After approximately this amount of time, Linux informed pvc-9201003a-3a04-4ab2-bb17-0e505447dc80-r-782731c0 that the TCP connection was dead and we got the error.
In instance-manager, we use gRPC keepalives to ensure something like this can't happen, but this connection is deeper into the stack.

freeze · Answer 18 · Fri May 17 2024 01:20:59 GMT+0800 (China Standard Time)

Thanks for the clarification! @ejweber

I thought the 2 hours timeout was related to the TCP keepalive mechanism, as you mentioned.
So the problem looks like when two replicas establish the connection and try to sync the file.
The source (sender) pvc is gone and the target (receiver) side did not receive anything.

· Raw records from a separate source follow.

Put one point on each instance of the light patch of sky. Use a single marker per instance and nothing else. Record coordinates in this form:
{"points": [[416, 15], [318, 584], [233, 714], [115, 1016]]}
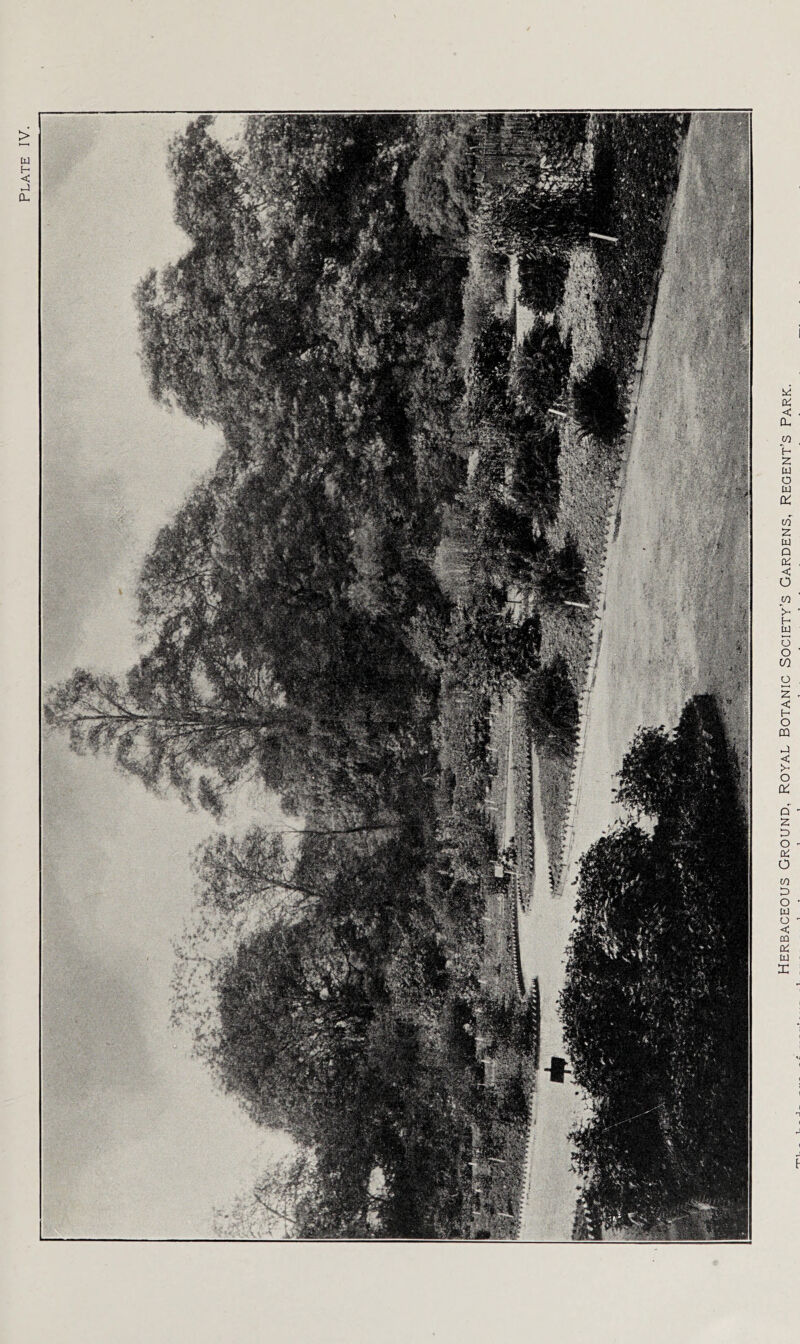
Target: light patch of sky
{"points": [[136, 1141]]}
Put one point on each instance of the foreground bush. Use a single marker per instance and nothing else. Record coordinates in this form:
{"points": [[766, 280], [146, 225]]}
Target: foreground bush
{"points": [[655, 1004], [541, 367], [542, 281], [487, 376], [551, 708], [597, 405]]}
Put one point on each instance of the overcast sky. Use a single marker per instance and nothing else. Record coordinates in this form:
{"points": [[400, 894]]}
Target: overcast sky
{"points": [[136, 1141]]}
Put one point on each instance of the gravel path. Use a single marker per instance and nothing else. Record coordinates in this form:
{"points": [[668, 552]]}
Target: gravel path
{"points": [[676, 609]]}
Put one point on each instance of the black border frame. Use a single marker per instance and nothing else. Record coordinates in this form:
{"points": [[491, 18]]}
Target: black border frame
{"points": [[338, 112]]}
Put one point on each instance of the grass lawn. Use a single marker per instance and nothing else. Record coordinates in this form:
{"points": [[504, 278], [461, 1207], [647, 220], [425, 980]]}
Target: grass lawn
{"points": [[676, 606]]}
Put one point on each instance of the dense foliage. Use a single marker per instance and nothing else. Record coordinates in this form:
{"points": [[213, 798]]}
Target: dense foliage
{"points": [[327, 617], [655, 999]]}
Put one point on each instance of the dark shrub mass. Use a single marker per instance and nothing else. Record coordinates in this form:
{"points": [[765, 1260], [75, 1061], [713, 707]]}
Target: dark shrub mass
{"points": [[597, 405], [655, 1005]]}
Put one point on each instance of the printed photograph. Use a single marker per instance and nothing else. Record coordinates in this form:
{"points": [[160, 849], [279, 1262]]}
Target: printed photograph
{"points": [[395, 676]]}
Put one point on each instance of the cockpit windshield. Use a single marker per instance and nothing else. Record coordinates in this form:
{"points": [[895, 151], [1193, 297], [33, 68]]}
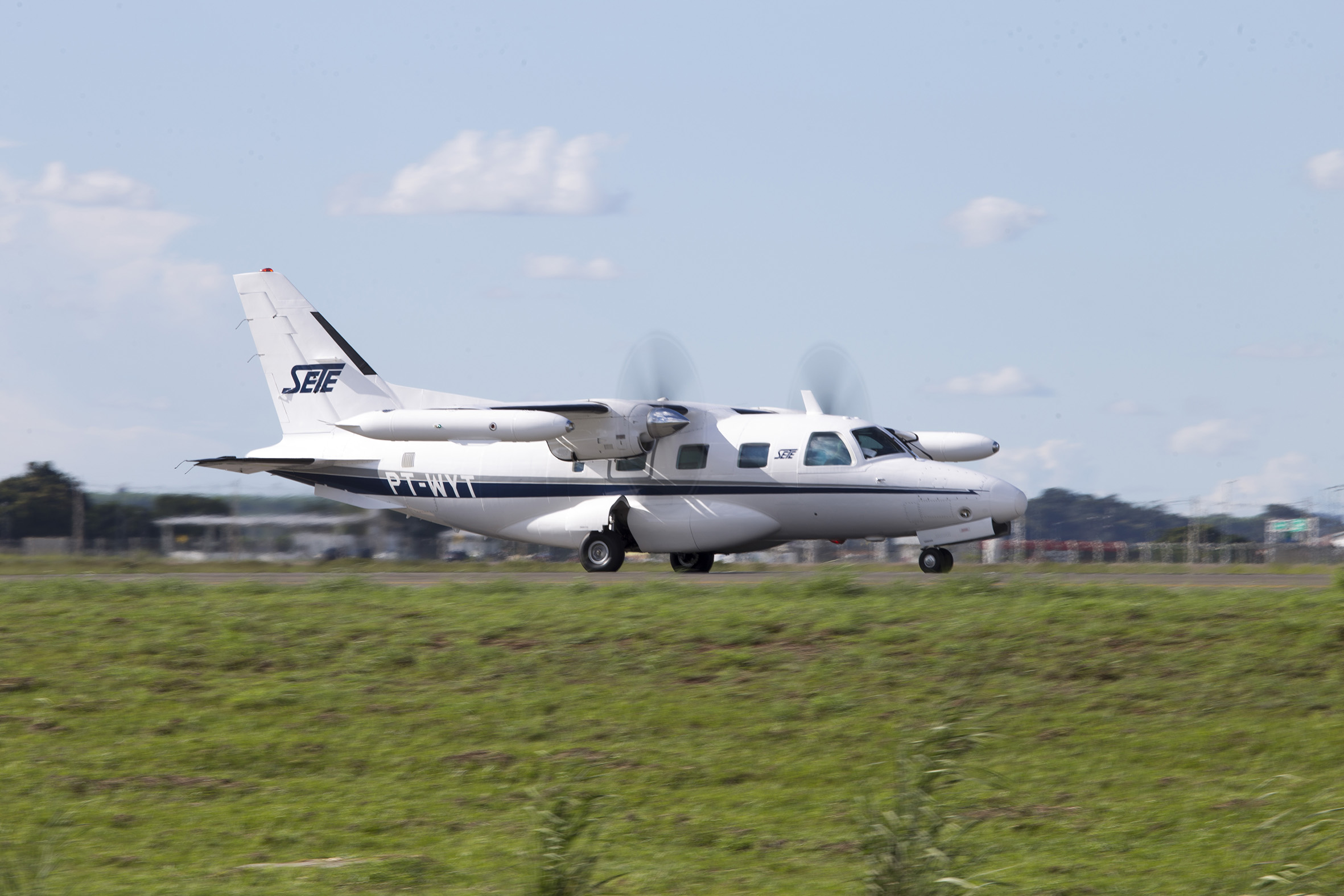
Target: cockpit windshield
{"points": [[875, 443]]}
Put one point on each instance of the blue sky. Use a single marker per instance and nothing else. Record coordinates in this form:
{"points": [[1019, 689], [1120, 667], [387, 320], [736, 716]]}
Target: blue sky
{"points": [[1105, 237]]}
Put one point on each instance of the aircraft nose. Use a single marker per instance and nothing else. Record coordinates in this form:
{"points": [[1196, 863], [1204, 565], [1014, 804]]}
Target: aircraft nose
{"points": [[1005, 503]]}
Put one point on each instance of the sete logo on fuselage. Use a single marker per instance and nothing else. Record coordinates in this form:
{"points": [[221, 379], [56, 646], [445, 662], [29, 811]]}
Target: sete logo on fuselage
{"points": [[318, 378]]}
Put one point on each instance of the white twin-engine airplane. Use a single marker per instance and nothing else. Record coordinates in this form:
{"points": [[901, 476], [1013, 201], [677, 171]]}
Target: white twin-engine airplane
{"points": [[605, 476]]}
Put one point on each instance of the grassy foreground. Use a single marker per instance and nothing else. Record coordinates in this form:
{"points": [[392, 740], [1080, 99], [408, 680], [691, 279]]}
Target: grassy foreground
{"points": [[192, 730]]}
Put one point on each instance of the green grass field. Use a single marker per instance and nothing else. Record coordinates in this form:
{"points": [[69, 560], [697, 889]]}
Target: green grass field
{"points": [[188, 730]]}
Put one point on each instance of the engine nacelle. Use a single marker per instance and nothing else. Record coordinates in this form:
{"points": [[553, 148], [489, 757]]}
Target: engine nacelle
{"points": [[457, 425], [619, 437], [956, 447]]}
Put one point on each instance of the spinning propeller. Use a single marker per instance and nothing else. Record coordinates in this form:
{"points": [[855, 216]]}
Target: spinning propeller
{"points": [[659, 367], [834, 379]]}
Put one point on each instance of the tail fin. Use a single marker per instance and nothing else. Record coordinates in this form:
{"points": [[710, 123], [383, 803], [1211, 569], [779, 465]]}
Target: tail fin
{"points": [[314, 375]]}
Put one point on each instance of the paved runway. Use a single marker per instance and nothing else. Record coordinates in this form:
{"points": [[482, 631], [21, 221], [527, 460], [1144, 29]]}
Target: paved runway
{"points": [[730, 577]]}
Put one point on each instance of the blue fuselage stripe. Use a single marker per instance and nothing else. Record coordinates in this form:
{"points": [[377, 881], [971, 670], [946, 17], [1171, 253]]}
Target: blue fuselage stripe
{"points": [[559, 489]]}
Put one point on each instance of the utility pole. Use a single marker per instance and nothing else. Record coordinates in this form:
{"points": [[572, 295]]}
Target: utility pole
{"points": [[1193, 534], [76, 521]]}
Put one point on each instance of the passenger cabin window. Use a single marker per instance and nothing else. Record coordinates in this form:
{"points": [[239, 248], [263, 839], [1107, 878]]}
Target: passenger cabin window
{"points": [[630, 464], [875, 443], [826, 449], [692, 457], [753, 455]]}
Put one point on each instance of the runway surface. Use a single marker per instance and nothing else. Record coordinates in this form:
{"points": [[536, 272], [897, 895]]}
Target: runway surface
{"points": [[728, 578]]}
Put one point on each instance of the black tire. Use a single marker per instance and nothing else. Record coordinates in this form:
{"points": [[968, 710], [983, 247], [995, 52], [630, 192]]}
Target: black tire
{"points": [[603, 552], [687, 562], [932, 560]]}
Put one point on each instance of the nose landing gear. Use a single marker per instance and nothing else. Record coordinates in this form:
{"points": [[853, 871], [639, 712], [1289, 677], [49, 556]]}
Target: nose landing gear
{"points": [[936, 560], [603, 552]]}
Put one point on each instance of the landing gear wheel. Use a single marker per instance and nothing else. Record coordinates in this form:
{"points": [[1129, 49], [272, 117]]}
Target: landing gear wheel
{"points": [[934, 560], [603, 552], [692, 562]]}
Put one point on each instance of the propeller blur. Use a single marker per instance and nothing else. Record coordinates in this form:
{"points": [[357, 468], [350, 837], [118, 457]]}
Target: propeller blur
{"points": [[651, 470]]}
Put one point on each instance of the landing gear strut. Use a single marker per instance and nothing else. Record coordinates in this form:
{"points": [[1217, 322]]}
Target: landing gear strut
{"points": [[603, 552], [692, 562], [936, 560]]}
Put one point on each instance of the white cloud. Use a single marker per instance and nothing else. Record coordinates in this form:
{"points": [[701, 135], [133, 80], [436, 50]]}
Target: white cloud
{"points": [[1284, 350], [1211, 437], [1054, 463], [566, 268], [1008, 381], [96, 240], [1283, 480], [1327, 170], [993, 220], [531, 175], [1129, 407]]}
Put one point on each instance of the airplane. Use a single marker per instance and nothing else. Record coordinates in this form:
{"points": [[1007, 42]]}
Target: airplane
{"points": [[605, 476]]}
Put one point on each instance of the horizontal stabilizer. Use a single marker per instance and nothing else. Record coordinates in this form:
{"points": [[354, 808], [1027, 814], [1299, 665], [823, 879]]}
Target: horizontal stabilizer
{"points": [[558, 407], [254, 464]]}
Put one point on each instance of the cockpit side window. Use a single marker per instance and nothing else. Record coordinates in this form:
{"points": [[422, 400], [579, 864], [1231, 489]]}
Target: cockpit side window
{"points": [[877, 443], [826, 449]]}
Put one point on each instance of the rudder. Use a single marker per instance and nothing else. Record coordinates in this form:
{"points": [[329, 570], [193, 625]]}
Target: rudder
{"points": [[315, 377]]}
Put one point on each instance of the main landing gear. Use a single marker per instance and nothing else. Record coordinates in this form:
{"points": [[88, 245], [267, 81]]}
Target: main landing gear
{"points": [[936, 560], [692, 562], [603, 552]]}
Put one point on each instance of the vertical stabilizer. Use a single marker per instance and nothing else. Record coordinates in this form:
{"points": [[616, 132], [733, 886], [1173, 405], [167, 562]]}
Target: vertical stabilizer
{"points": [[314, 375]]}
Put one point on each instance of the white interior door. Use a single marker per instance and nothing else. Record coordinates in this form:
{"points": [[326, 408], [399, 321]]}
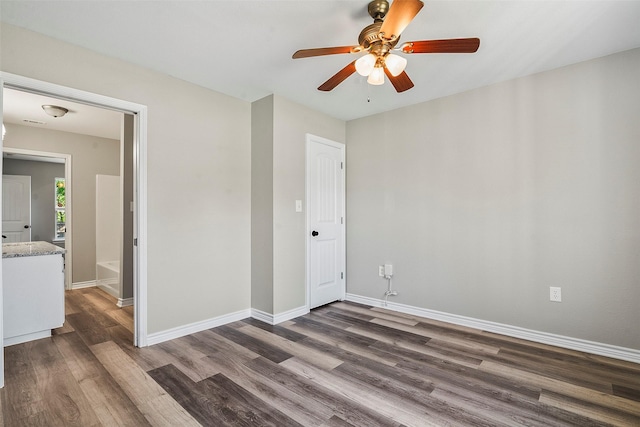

In this case, we can only rely on the TCP timeout. Do we need another mechanism to monitor the connection status when rebuilding?

Eric Weber · Answer 19 · Fri May 17 2024 04:35:24 GMT+0800 (China Standard Time)

Yes I think so. Probably the gRPC keepalive I mentioned could be used on the SendFile/FileSend RPC between the destination replica and the source replica. In this case a keepalive could have recognized the source replica was gone very quickly. And in the case where the source replica is NOT gone, but actually SyncContent is taking a very long time, the source replica would respond to the keepalive ping and the intended behavior would be maintained. I will create an issue in the Longhorn repo about this.

Eric Weber · Answer 20 · Fri May 17 2024 22:50:36 GMT+0800 (China Standard Time)

Additionally, we see a lot of contention between longhorn-managers trying to take ownership of the same object back and forth from each other at times. We may be able to improve something here as well.

For this one, I think longhorn/longhorn#7531 is probably related.